「退職したら、ようやく自由に」…夫が描いていた第二の人生
浩司さん(仮名・60歳)は、長年勤めた会社を退職しました。退職金は約1,800万円。住宅ローンはあと数年残っていましたが、「退職金で整理すれば何とかなる」と考えていました。
「人生ここからだと思っていました」
そう振り返る浩司さんは、退職記念として妻の恵美さん(仮名・58歳)と温泉旅行に出かけました。
旅館の部屋で、浩司さんは上機嫌でした。
「これからは少しゆっくりしよう。海外旅行も行きたいな」
しかし、恵美さんは笑いませんでした。しばらく黙ったあと、静かに言いました。
「そんな余裕、本当にあると思ってるの?」
浩司さんは、冗談だと思いました。
「退職金も入ったし、少しくらいいいだろ」
すると恵美さんは、ため息をつきました。
「あなたは、通帳の残高しか見ていないのよ」
総務省『家計調査(2025年)』によると、65歳以上の夫婦のみ無職世帯では、可処分所得約22.2万円に対し、消費支出は約26.4万円で、平均では毎月赤字となっています。老後生活では、年金だけでなく貯蓄の取り崩しも前提になりやすいのが現実です。

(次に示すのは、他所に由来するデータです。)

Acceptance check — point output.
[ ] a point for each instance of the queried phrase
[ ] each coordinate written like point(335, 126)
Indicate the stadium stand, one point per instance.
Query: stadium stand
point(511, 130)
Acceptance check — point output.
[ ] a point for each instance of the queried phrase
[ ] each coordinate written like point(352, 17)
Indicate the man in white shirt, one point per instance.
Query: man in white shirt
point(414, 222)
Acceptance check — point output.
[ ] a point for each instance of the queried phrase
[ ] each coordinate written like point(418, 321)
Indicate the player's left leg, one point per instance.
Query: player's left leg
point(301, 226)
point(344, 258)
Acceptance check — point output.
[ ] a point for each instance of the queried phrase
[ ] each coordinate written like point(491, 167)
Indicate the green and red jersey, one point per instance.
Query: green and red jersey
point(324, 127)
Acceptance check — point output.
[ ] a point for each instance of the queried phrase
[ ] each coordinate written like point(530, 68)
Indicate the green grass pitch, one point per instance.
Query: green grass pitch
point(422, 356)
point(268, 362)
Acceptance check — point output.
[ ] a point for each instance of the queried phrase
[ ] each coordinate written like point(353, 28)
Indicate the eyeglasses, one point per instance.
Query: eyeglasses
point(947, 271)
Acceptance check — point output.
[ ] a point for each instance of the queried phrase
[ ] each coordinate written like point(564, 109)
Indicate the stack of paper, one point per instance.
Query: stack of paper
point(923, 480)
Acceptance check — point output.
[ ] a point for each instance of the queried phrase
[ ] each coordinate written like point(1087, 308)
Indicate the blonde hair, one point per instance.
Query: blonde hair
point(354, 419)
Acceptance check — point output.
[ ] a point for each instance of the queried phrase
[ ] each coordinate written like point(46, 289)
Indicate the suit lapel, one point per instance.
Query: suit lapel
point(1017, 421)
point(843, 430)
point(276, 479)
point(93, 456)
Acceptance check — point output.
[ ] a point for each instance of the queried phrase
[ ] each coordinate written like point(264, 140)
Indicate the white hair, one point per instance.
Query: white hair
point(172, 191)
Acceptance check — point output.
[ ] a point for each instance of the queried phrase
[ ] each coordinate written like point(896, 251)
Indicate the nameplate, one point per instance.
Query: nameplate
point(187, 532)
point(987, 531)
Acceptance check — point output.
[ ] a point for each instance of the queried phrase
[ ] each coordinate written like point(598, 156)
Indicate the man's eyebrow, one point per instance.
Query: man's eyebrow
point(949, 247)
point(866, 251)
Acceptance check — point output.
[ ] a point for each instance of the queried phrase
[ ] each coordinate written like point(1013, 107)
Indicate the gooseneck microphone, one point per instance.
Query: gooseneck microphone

帰宅後、浩司さんのもとに銀行から封書が届きました。住宅ローンの残高、カードローンの返済予定、教育ローンの残債をまとめた書類でした。
そこに記された数字を見て、浩司さんは言葉を失いました。
「まだ、こんなに残っていたのか」
浩司さんは、家計の細かな管理を恵美さんに任せていました。
毎月の生活費、子どもの教育費、親への援助、住宅ローンの繰り上げ返済。自分は働いて収入を入れているのだから、家計は何とか回っていると思っていたのです。
恵美さんは何年もやりくりを続けていました。
子どもの大学費用が想定よりかかり、浩司さんの母への援助も続いていました。さらに、ボーナス払いに頼っていた支出もあり、退職後は同じようには回せません。